Review: Jersey Boys
John Lloyd Young, Christopher Walken, and Erich Bergen star in a film written by Marshall Brickman and Rick Elice and directed by Clint Eastwood.
Clint Eastwood is not a terrible director, and, despite undeserved flak, this is not a terrible film. In fact, some scenes work you over impressively, even if you never believed the people who brought us “Walk Like a Man” and “Rag Doll” were comparable to Lennon and McCartney. Eastwood rocks the club scenes and, exploiting the stage play’s format, shoots through the group to show us audience members ogling Frankie Valli and the boys. It makes the bubble-gum phenomenon seem almost sexy. In one scene set in a giant Detroit supper club, the camera comes in from the roof as if Eastwood were doing Citizen Kane. Valli (John Lloyd Young, who played the role on Broadway) opens with an intimate band and then curtains part to reveal a symphonic orchestra. Meanwhile, Eastwood prowls the crowd of pretty people to let us know that this (oh, what a night) likely was the greatest show on Earth.
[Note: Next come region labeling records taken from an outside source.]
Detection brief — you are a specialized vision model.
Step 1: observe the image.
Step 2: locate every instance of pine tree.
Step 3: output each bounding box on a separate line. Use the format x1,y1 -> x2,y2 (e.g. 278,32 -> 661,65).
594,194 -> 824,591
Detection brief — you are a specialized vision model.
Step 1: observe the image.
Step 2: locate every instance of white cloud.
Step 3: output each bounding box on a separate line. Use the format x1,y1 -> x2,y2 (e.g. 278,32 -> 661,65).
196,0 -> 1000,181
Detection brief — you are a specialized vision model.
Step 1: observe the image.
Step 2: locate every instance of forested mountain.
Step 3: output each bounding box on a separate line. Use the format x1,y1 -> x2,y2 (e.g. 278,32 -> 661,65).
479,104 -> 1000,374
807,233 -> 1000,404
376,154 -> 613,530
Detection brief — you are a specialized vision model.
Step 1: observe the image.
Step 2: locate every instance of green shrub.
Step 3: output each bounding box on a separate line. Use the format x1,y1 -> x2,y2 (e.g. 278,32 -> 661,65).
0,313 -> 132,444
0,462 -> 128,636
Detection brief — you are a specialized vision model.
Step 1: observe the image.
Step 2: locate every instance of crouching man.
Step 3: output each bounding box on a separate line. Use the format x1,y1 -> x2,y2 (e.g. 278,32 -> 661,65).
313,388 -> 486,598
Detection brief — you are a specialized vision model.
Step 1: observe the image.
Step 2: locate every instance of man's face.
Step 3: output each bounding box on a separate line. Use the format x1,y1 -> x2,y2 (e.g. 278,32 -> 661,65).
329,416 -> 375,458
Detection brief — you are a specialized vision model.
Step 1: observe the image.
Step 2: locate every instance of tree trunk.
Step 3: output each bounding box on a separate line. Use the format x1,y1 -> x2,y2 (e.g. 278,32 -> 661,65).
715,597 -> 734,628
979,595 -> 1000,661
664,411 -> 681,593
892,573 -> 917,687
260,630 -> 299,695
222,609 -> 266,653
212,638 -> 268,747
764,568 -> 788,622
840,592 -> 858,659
Half of Jersey Boys the movie is brilliant, and you can actually see personal touches — something the stolid auteur has previously avoided. In one particular apartment party scene, there’s a TV on in the background; on it we see a young Eastwood displayed in thrilling black-and-white. The movie’s problems arrive when the director courts the stupid clichés of the genre: the battle between road and family, the code of growing up Jersey. What you want from a jukebox movie is a big production number, and Eastwood gives us three, along with a lot of fun ethnic shtick, too.
He’s not an art-house director or even a good convention speaker, for that matter. Eastwood makes spectacular low-brow genre films, tweaking — and sometimes nearly redefining — formula entertainments like westerns (Unforgiven), slashers (Play Misty for Me), and even boxing movies (Million Dollar Baby). This is one of the better examples of the often tawdry music-world biopic (Ray, Walk the Line). It may be corny, but while watching it, you’ll feel like hanging on to what you’ve got.